Libertés contre régression

Al Sissi et Macron hier
(Photo AFP)

Le président de la République et le chef de l’État égyptien, Mohamed El Fattah Al-Sissi, qui était en visite officielle en France, se sont livrés à un concours oratoire : le premier défendait les valeurs républicaines, le second les valeurs religieuses. ls ne se sont pas mis d’accord, ce qui ne les a pas empêchés de rester en bons termes.

LA FRANCE a d’excellentes relations avec Le Caire, pour plusieurs raisons : son gouvernement, une nouvelle forme de dictature, nous soutient et contribue à la lutte contre le terrorisme ; il nous a passé commandes de plusieurs avions Rafale ; face à la Turquie ambitieuse, il fait contrepoids. À un large mouvement islamiste provoqué par le « printemps arabe », il a substitué ce qui semble bien être une fatalité égyptienne, une dictature militaire qui réprime à tout-va, ce que nous ne saurions approuver mais nous arrange bien du point de vue de l’équilibre des forces au Proche-Orient. Le maréchal Al-Sissi s’est contenté de répondre aux journalistes : il n’est pas lui-même un islamiste puisque, au contraire, il a démis de ses fonctions son prédécesseur qui voulait, justement, islamiser son pays. Mais il est contraint de donner des gages à sa population et jamais, au grand jamais, il ne placerait les valeurs républicaines au-dessus de la religion.

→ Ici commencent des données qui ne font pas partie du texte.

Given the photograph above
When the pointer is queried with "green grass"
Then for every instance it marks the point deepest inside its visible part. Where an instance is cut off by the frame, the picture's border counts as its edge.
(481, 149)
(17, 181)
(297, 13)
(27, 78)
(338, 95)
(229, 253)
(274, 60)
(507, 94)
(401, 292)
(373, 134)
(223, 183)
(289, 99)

La peur nourrit la répression.

De sorte que le choix n’est pas large entre les régimes du Proche et du Moyen-Orient : ils sont tous islamisés à des degrés divers et la religion musulmane est prévue par leur Constitution. Cependant, il y a ceux qui se servent de la religion pour justifier leurs ambitions, comme la Turquie d’Erdogan, et ceux qui la rejoignent pour ne pas porter un coup fatal à leur propre popularité.  La dictature égyptienne serait pire que celle de Hosni Moubarak. Elle exerce des pressions énormes contre la liberté d’expression, contre celle de la presse, contre les dissidents, contre la culture. Sa dureté résulte des craintes qu’elle nourrit sur sa longévité. Elle fait face à un ennemi intérieur, les islamistes qui n’ont pas perdu espoir et plusieurs ennemis extérieurs, dont l’Iran et la Turquie. Elle est donc alliée à l’Arabie saoudite, ennemi jurée de Téhéran, et, plus discrètement, à Israël. Elle cherche en Libye le retour à la stabilité avec le concours de l’Union européenne et des États-Unis.

Un interlocuteur privilégié.

Emmanuel Macron, comme souvent, n’a pas manqué de courage en se lançant dans une leçon de démocratie adressée à son invité. Mais on est amené à relativiser ce courage dans la mesure où, s’il n’enlève rien à la qualité de nos relations avec les autorités égyptiennes, il n’ouvre la voie à aucun changement de régime au Caire. De toute façon, personne ne croit qu’il y aurait des mots magiques pour rétablir en Égypte, ou ailleurs, les instruments de la démocratie. La violence de la répression est en effet le corollaire de la virulence des opposants. Le moindre faux-pas du maréchal ferait sombrer l’Égypte dans le chaos. Dans ce pays, le « printemps arabe » aura été, en définitive, le signal du statu quo, un officier supérieur en remplaçant un autre alors que le peuple égyptien a besoin de pain et de liberté sans que M. Al-Sissi ne soit en mesure de lui accorder l’un ou l’autre. Pour le moment, il ne court aucun risque : avec l’achat des Rafale, il a obtenu une étoile, un privilège français, car il a élargi notre marché d’exportation. Avec sa politique extérieure, il comble nos vœux puisque nous préférons l’avoir dans notre camp plutôt que contre nous.

Calife à la place du calife.

Toutefois, l’exercice auquel les deux présidents se sont livrés lundi, aussitôt après l’arrivée à Paris de cet illustre invité, a bien montré ses limites. La rhétorique n’a aucun impact sur un modèle solide de régime autoritaire. M. Al Sissi le sait, M. Macron aussi. Elle masque les concessions que nous devons faire à ce Janus de la politique, moitié occidentalisé, moitié dictateur. On voudrait bien que le satrape de Turquie commence à lui ressembler, mais il est inutile de nourrir le moindre espoir. Le président turc veut être calife à la place du calife. Il ne souhaite pas négocier avec lui son espace vital. Tout le monde sait à quelles extrémités conduit la recherche d’oxygène d’un régime à bout de souffle. La vérité est qu’aucun des deux hommes n’est plus fort que l’autre. Ils sont assez prudents pour ne pas se heurter de front,  mais assez clairvoyants pour comprendre qu’il n’y a pas de place pour les deux.